メガネの裏はひとりじめⅠ
上げた、瞬間。
左の頬っぺたに道留君の左手がそっと触れて。すっと人差し指で瞳に溜まる涙を拭ってくれた。
「やりにくー。」って、苦笑する道留君は右利き?利き手を知れて、そんな些細なことなのに嬉しくなる。
涙を拭ったら、「バカだな。」優しい口調に笑みが降ってきた。
「そんなこと別に言わなくていーの。そういう嘘は黙ってたら分かんないんだから。」
『…でも、』
「ていうか可鈴、嘘とかつけないタイプでしょ?単純だから。」
『…ひどっ、』
「ふはっ。じょーだんっ。…ん。俺もごめんね?」
柔らかい、けど。少し眉を下げて申し訳なさそうな表情をする道留君にフルフルとかぶりを振る。

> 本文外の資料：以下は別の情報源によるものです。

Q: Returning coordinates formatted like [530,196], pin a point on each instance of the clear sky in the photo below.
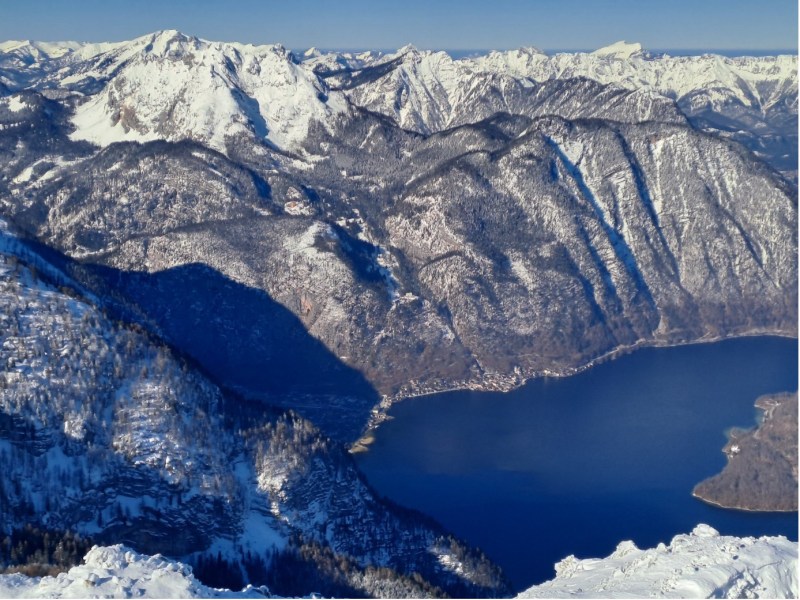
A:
[435,24]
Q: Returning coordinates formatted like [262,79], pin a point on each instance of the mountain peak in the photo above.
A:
[621,49]
[169,41]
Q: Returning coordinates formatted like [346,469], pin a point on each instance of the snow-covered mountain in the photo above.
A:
[750,99]
[702,564]
[191,227]
[106,432]
[169,86]
[419,262]
[119,572]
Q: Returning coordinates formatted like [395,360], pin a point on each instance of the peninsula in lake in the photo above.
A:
[761,473]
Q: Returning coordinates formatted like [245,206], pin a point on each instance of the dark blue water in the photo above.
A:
[575,465]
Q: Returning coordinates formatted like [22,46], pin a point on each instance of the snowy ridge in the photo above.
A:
[703,564]
[119,572]
[753,81]
[171,86]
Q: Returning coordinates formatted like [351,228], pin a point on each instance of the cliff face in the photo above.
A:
[761,473]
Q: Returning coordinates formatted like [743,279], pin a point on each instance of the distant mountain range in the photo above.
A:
[248,254]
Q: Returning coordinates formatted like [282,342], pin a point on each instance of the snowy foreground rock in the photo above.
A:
[703,564]
[118,572]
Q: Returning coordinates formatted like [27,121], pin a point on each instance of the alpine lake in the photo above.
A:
[575,465]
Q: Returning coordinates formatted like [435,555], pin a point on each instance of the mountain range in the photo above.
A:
[224,262]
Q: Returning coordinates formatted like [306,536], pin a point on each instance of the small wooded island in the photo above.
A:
[761,473]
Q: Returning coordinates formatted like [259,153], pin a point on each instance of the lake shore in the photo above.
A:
[761,472]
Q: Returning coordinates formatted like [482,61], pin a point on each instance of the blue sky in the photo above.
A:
[441,24]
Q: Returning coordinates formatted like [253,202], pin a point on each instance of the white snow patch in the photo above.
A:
[16,104]
[703,564]
[620,50]
[118,572]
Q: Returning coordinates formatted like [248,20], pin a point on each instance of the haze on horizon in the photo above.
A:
[444,24]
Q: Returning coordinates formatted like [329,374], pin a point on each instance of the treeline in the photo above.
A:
[38,552]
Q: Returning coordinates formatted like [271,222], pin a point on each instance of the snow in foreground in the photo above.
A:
[703,564]
[118,572]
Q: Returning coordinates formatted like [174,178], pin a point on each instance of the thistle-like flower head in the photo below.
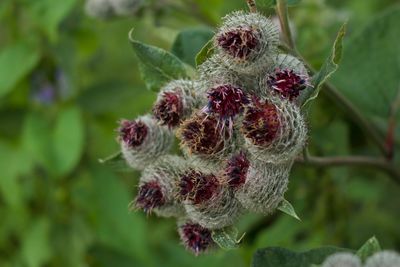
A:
[261,123]
[287,83]
[197,187]
[201,134]
[195,237]
[168,110]
[133,133]
[236,169]
[150,196]
[239,42]
[226,101]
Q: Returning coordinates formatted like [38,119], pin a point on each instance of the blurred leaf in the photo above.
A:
[287,208]
[17,163]
[205,52]
[68,139]
[369,73]
[189,42]
[49,13]
[369,248]
[289,2]
[208,9]
[327,69]
[274,257]
[227,238]
[156,65]
[109,202]
[16,61]
[36,140]
[70,241]
[36,249]
[103,256]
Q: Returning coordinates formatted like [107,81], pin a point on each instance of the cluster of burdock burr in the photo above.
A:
[239,126]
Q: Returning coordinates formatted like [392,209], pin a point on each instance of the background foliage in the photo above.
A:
[66,79]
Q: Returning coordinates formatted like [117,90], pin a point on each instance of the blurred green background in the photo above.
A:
[65,81]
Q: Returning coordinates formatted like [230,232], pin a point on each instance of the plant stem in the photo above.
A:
[282,11]
[361,161]
[328,88]
[252,5]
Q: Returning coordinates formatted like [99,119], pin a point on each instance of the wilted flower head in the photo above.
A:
[195,237]
[239,42]
[197,187]
[168,109]
[236,169]
[143,141]
[286,78]
[201,134]
[261,122]
[287,83]
[226,101]
[342,259]
[247,41]
[158,187]
[133,133]
[174,102]
[265,186]
[274,130]
[150,196]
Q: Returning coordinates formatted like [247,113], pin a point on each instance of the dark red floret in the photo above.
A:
[133,133]
[197,187]
[261,123]
[287,83]
[150,196]
[168,110]
[236,170]
[195,237]
[202,135]
[226,101]
[239,42]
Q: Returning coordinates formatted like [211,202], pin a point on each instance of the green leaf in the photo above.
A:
[275,256]
[227,238]
[189,42]
[109,201]
[369,73]
[369,248]
[206,52]
[328,68]
[16,61]
[36,140]
[289,2]
[36,248]
[68,140]
[48,14]
[156,65]
[287,208]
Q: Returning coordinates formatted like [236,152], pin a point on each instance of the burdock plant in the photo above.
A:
[241,126]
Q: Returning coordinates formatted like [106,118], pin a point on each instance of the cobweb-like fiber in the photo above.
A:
[290,138]
[267,38]
[184,91]
[157,142]
[166,173]
[265,186]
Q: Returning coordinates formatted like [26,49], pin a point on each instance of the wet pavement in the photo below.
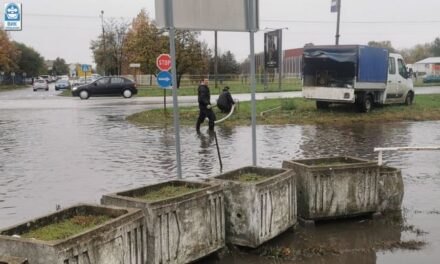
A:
[67,151]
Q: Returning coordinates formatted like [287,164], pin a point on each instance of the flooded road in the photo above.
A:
[61,156]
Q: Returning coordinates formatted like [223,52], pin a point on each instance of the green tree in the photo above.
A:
[8,53]
[382,44]
[109,50]
[60,67]
[145,42]
[435,48]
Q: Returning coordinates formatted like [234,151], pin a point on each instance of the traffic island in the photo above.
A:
[80,234]
[12,260]
[185,219]
[338,187]
[260,204]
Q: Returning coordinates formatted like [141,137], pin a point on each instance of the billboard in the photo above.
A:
[212,15]
[12,17]
[272,49]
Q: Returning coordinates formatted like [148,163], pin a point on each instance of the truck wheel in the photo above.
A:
[366,104]
[322,105]
[409,99]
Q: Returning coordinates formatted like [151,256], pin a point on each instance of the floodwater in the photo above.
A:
[51,157]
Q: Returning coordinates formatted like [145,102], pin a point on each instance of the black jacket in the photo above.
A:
[225,100]
[204,96]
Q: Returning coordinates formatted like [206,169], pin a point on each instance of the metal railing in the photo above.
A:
[381,150]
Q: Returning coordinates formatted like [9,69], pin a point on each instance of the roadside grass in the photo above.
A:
[12,87]
[301,111]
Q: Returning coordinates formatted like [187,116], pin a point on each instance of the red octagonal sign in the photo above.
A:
[163,62]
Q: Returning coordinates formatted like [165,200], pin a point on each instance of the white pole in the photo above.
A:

振って、そしたら道留君は嬉しそうににっこりと笑って、「じゃ、そろそろ他んとこ行こっか。」こくんと頷けば歩き出した足。
『(…やっぱちょっと、照れちゃうよ…。)』
駅から道留君と手を繋いで、さっきまで少しの間離れていたけどまた繋がって。慣れ、というものが一向に訪れないあたし。
ちらり、繋がれている手を盗み見てぽっと恥ずかしがっているあたしには慣れもなにもないだろうけど。